Ubuntu Manpage: Statistics::Normality - test whether an empirical distribution can be taken as being drawn

Provided by: libstatistics-normality-perl_0.01-1_all

NAME

       Statistics::Normality - test whether an empirical distribution can be taken as being drawn
       from a normally-distributed population

VERSION

       Version 0.01

SYNOPSIS

           use Statistics::Normality ':all';
           use Statistics::Normality 'shapiro_wilk_test';
           use Statistics::Normality 'dagostino_k_square_test';

DESCRIPTION

       Various situations call for testing whether an empirical sample can be presumed to have
       been drawn from a normally (Gaussian <http://en.wikipedia.org/wiki/Normal_distribution>)
       distributed population, especially because many downstream significance tests depend upon
       the assumption of normality.  This package implements some of the more well-known tests
       <http://en.wikipedia.org/wiki/Normality_test> from the mathematical statistics literature,
       though there are also others that are not included.  The tests here are all so-called
       omnibus tests that find departures from normality on the basis of skewness and/or kurtosis
       [Dagostino71].  Note that, although the Kolmogorov-Smirnov test
       <http://en.wikipedia.org/wiki/Kolmogorov%E2%80%93Smirnov_test> can also be used in this
       capacity, it is a distance test and therefore not advisable [Dagostino71].  This, and
       other distance tests (e.g. Chi-square) are not implemented here.

TESTS

       The subtleties and esoterica of various statistical tests for normality require some
       familiarity with the mathematical statistics literature.  We give rules-of-thumb for
       specific tests, where they exist, but it may be advisable to try several different tests
       to check the consistency of the conclusion.  It is probably also a good idea to check
       results graphically, either by direct plotting or by a Q-Q plot
       <http://en.wikipedia.org/wiki/Q-Q_plot>.  In general, small samples will often pass a
       normality test suggesting the possibility that there is insufficient information to detect
       departure from normal for such cases, should it exist.

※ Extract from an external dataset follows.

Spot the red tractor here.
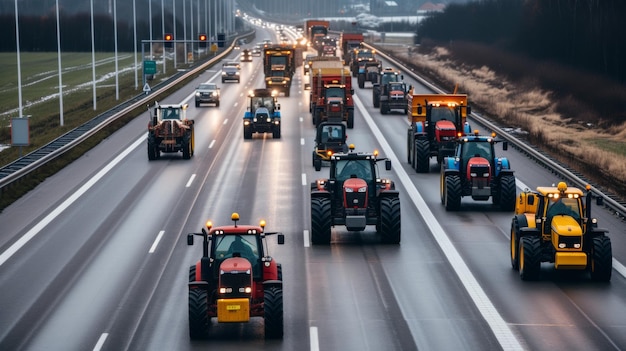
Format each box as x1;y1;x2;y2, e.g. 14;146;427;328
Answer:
187;213;285;339
311;144;400;245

       Each of the methods here is a frequentist test, i.e. one that tests against the null-
       hypothesis <http://en.wikipedia.org/wiki/Null_hypothesis> that the sample is normal.  In
       other words, a low p-value recommends rejecting the null.

EXPORT

       A list of functions that can be exported.  You can delete this section if you don't export
       anything, such as for a purely object-oriented module.

   Shapiro-Wilk Test
       The Shapiro-Wilk W-Statistic test <http://en.wikipedia.org/wiki/Shapiro%E2%80%93Wilk_test>
       [Shapiro65] is considered to be among the most objective tests of normality [Royston92]
       and also one of the most powerful ones for detecting non-normality [Chen71].  Its
       statistic is essentially the roughly best unbiased estimator of population standard
       deviation to the sample variance [Dagostino71].  The test is mathematically complex and
       most implementations use several conventional approximations (as we do here), including
       Blom's formula for the expected value of the order statistics [Harter61] and
       transformation to standard normal distribution for evaluation, especially for large
       samples [Royston92].

               $pval = shapiro_wilk_test ([0.34, -0.2, 0.8, ...]);
               ($pval, $w_statistic) = shapiro_wilk_test ([0.34, -0.2, 0.8, ...]);

       This test may not be the best if there are many repeated values in the test distribution
       or when the number of points in the test distribution is very large, e.g. more than 5000.
       The routine will carp about the latter, but not the former.  This particular
       implementation of the test also requires at least 6 data points in the sample distribution
       and will croak otherwise.

   D'Agostino K-Squared Test
       The D'Agostino K-Squared test <http://en.wikipedia.org/wiki/D%27Agostino%27s_K-
       squared_test> is a good test against non-normality arising from kurtosis
       <http://en.wikipedia.org/wiki/Kurtosis> and/or skewness
       <http://en.wikipedia.org/wiki/Skewness> [Dagostino90].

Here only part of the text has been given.